I am practicing through IPS EOCs not the first time and have noticed that official answers are very long and thorough. Today it has taken few hours to solve 13 similar IPS questions with A, B, C, D and i, ii, iii and iv just to fit my answers in similar manner as expected from the official ones. This is opposite to wide spread opinion that “essay” answers should be short, clear and concise. I am a bit confused about this fact. So far my experience was by difficulty level from easiest to hardest were EOCs, Portal tests, Mock tests. Is this order now different. I mean on official EOCs and tests. I haven’t started with old AM tests yet.

You are going through them for the first time so i would relax and focus on comprehension.

As you get through the curriculum and onto mock tests, you will have developed knowledge and can focus on speed then.

The real test will have apx. 10-12 questions in apx. 3 hours and ips will only be one of the topics.

Short, clear, and consise means making the point in the shortest number of words, not in the lengthy answers that are given.

I dont know if this has been addresed yet, but use a writing instrument that you are comfortable with (whether an erasable pen/pencil, pen, etc) I bought several instruments of a particular brand. As the test day arrived, it made it more familiar using a writing instrument Ive used in the past.

Good luck.

I am going through them for the fourth time. There are some of them which are not problematic such as risk management but have a big problem with answering IPS and other PM questions. I use normal pen. I am not native English speaker and have problem to express what I mean as well. Often cannot remember adequate word. Thus I prefer quantitative questions and such questions are quite less problematic to answer.

My question exactly was is EOC long form of answer (half of page or more for each point) something only for studying purpose and we should not consider it as normal in real exam terms?

answers in the CFAI EOC are long to teach you the method. You will find similar long answers on the guideline answers on the CFAI AM Exams as well. None of them is representative of how much you are expected to write on the actual exam.

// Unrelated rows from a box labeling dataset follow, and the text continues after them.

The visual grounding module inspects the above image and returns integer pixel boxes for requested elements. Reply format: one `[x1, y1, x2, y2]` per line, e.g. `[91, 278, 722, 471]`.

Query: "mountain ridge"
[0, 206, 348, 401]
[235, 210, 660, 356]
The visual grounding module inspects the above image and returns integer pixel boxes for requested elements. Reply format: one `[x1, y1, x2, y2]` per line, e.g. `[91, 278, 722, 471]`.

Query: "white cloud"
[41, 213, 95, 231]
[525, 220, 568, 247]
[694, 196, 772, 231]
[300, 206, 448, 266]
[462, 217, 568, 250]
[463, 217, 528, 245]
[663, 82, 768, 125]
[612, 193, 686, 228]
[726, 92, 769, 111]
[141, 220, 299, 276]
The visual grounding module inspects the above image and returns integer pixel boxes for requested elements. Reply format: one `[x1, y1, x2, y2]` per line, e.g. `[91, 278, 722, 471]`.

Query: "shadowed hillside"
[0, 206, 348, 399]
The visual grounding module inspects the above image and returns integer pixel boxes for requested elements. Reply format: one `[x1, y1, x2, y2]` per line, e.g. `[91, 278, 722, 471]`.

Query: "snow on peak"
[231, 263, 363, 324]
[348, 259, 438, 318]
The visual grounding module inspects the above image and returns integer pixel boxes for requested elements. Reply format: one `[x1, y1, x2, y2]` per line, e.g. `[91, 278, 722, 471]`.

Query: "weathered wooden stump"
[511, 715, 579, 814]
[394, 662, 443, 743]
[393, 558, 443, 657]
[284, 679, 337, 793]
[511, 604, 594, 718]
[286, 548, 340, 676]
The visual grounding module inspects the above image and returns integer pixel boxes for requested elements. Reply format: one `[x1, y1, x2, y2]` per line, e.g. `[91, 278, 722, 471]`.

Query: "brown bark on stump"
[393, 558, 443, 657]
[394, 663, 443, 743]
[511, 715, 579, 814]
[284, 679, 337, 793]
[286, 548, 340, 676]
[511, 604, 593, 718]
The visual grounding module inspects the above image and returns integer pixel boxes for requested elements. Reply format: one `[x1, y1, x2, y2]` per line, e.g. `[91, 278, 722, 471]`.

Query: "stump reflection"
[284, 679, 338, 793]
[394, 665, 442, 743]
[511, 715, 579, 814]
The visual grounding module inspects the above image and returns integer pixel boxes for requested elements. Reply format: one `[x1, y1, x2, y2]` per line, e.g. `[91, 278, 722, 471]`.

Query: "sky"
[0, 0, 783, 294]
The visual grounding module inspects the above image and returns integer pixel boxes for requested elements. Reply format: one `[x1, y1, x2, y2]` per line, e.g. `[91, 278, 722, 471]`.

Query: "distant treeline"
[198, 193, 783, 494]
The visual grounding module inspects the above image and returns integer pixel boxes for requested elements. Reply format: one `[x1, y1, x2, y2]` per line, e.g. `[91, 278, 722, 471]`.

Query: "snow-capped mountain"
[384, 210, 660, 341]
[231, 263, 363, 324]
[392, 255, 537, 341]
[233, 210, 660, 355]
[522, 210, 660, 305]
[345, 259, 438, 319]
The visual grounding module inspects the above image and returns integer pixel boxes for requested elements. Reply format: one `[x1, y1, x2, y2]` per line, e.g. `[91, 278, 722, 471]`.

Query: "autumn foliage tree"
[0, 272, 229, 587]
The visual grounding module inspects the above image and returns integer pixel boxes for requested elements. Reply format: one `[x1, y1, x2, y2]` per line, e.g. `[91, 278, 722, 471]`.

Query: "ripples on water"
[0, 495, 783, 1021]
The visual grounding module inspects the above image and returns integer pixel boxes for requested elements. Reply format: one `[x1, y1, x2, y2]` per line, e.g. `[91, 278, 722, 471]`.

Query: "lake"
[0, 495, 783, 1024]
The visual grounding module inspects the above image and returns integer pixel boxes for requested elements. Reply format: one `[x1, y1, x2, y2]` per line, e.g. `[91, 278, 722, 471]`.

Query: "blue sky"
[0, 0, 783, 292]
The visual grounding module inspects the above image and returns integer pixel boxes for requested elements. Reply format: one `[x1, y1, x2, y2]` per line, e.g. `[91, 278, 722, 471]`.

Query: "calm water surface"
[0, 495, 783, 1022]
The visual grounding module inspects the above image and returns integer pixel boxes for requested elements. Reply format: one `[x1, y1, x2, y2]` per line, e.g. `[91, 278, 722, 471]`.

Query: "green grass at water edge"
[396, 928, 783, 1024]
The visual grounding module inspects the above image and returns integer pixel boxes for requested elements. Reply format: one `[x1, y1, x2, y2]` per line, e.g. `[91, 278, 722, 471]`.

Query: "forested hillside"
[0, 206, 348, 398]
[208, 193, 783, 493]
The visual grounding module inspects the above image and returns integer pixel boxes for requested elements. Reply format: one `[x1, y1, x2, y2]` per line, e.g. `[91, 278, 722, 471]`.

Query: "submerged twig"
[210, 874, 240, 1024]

So prepare with that in mind. You need to pick up what they are doing with the facts on the case, and where they are using that fact.

and be able to repeat that process going onwards. Remember that you are now doing this with a question you have seen before, while on the actual test it is going to be something that is brand new.

OK, that’s what I supposed, too. Thanks cpk123.

  • take any official answer
  • remove all the “fluff”
  • break it down into 3-5 bullet points
  • that will get you full points

Thanks for the tip. This is the last time (I hope forever) I am reading entire material from 1st to last page. Since the end of next month, I will cut it into narrower segments arranged by significance and will go much deeper into it with practicing.